The Hype–Reality Gap: What NPU Marketing Won't Say

  1. "50 TOPS" doesn't mean 50x faster. TOPS measures peak compute ops on optimized tasks. Real inference on 8B models runs at 5–12 tokens/second—faster than a CPU alone, but slower than a GPU. The headline number is misleading.

  2. NPU won't replace your GPU. Marketing wants you to think NPU is the future. It's not. GPU will dominate AI inference for years. NPU is complementary, not competitive.

  3. Software support lags hardware. Ryzen AI 400 launches in Q2 2026, but Ollama and llama.cpp won't fully support NPU inference until Q3+ at best. You're buying hardware for a future OS.

  4. Power efficiency is the real win, not speed. NPU's advantage is power-per-token, not tokens-per-second. For 24/7 background tasks (embeddings, summarization), NPU saves money on electricity. That's the actual ROI.

  5. Most local AI builders don't need NPU yet. If you run a single large model on a GPU, NPU doesn't help. If you run multiple models or always-on background tasks, NPU starts to matter. Honestly assess which camp you're in.


Build Recommendations by Segment

Budget Builder ($800–$1,000): Ryzen 7 7700 + RTX 4070 Super + 32GB DDR5. No NPU, no regrets. Runs 8B models smoothly, adequate for learning. Skip NPU hype—you're not there yet.

Balanced Builder ($1,500–$1,700): Ryzen 7 7700 + RTX 5070 Ti + 64GB DDR5. This is the realistic 2026 sweet spot. When NPU software matures, buy a new Ryzen AI system and migrate. Don't pay a premium for NPU today.

Power User ($3,000+): Dual RTX 5090 (if you can source them) or RTX 5090 + RTX 5070 Ti. OEM Ryzen AI 400 system as a separate workstation for orchestration. This tier justifies the complexity and cost.


FAQ

Should I wait for Ryzen AI 400 retail availability? No. Ryzen AI 400 will only ship in OEM systems through 2026. If you need to build now, buy what exists: Ryzen 7 7700 + RTX 5070 Ti. When Ryzen AI 400 eventually hits retail (late 2026 or later), you can repurpose your current GPU in a second rig.

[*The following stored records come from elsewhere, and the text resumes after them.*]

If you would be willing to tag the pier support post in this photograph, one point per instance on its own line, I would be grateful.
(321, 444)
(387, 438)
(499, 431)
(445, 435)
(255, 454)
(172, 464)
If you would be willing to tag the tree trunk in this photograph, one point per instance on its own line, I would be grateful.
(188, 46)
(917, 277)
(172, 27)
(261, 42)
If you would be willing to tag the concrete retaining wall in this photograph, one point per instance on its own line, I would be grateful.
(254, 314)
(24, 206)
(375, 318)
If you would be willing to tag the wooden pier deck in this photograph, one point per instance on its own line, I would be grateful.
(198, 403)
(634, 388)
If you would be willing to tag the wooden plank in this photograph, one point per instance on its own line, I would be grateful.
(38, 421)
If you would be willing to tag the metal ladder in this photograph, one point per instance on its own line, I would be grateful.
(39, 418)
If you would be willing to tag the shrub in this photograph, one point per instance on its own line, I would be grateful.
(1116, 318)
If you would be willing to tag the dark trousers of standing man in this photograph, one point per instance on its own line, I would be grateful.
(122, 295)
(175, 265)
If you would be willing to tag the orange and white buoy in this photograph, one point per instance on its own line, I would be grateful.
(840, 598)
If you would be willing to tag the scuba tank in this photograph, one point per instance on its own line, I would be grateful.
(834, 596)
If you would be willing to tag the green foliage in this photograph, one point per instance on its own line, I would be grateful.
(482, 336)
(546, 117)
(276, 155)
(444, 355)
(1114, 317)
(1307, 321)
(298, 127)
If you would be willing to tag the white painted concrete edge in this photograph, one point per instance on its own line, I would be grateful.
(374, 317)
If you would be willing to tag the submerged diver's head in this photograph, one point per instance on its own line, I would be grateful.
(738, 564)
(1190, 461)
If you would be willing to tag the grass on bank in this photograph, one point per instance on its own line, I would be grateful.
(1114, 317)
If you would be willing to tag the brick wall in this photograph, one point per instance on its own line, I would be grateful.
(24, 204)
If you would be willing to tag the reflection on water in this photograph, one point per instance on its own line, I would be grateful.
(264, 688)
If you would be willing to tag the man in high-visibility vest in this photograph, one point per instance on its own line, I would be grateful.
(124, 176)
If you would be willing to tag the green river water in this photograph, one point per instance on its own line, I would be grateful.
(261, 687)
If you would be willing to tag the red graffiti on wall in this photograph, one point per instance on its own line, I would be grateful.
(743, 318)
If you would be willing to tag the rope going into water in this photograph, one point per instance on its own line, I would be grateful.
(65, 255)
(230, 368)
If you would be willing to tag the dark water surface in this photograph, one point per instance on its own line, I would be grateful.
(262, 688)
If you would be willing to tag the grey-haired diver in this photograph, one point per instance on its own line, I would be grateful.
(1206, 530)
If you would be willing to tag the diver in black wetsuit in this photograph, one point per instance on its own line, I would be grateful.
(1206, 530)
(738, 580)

Does the RTX 5070 Ti really run 70B models? With heavy CPU offloading in Q4_K_M format, yes. But you'll see 10–12 tokens/second instead of 15+. It's functional, not optimal. For 70B daily work, the RTX 5090 is the honest choice.

Is 64GB RAM really necessary? For a single large model, no. For GPU + NPU parallel workloads, yes. If you're running Qwen 32B on GPU while indexing via NPU, you need the headroom. Budget builders can start with 32GB and upgrade.

Can I upgrade my GPU later without bottlenecking the CPU? Yes. A Ryzen 7 7700 won't bottleneck an RTX 5070 Ti or 5090 on local AI inference (CPU isn't the limiting factor). You can swap GPUs as hardware evolves and prices drop.

What's the difference between GDDR7 and GDDR6X memory on the RTX 5070 Ti? GDDR7 offers higher bandwidth (896 GB/s vs. 576 GB/s on 4070 Ti GDDR6X). For large models with high token throughput, this matters—a few tokens/second faster. For local LLM work, it's a minor uplift. The VRAM size (16GB) is more important than the memory type.

Should I buy used or new? Used RTX 4070 Super ($450) outperforms new at the same price point. New RTX 5070 Ti ($750 MSRP) is acceptable if you find it in stock. Used RTX 5090s are rare and often overpriced due to shortage. For CPUs and RAM, used is safer—less risk than GPU.


Final Verdict

The 2026 trifecta (CPU + GPU + NPU) is real, but it's not mature yet. The NPU isn't a selling point for builds you're buying today—it's insurance for builds you'll upgrade in 2027.

For now:

  • Budget builders should ignore NPU and buy an RTX 4070 Super.
  • Mid-tier builders should focus on GPU (RTX 5070 Ti) and RAM. NPU is a bonus when software catches up.
  • Power users should wait or commit to dual-GPU setups and skip NPU speculation.

The honest play is to buy what works now, not what might work in 6 months. When Ollama ships NPU support and Ryzen AI 400 hits retail in sufficient volume, you'll know to upgrade. Until then, your GPU is king.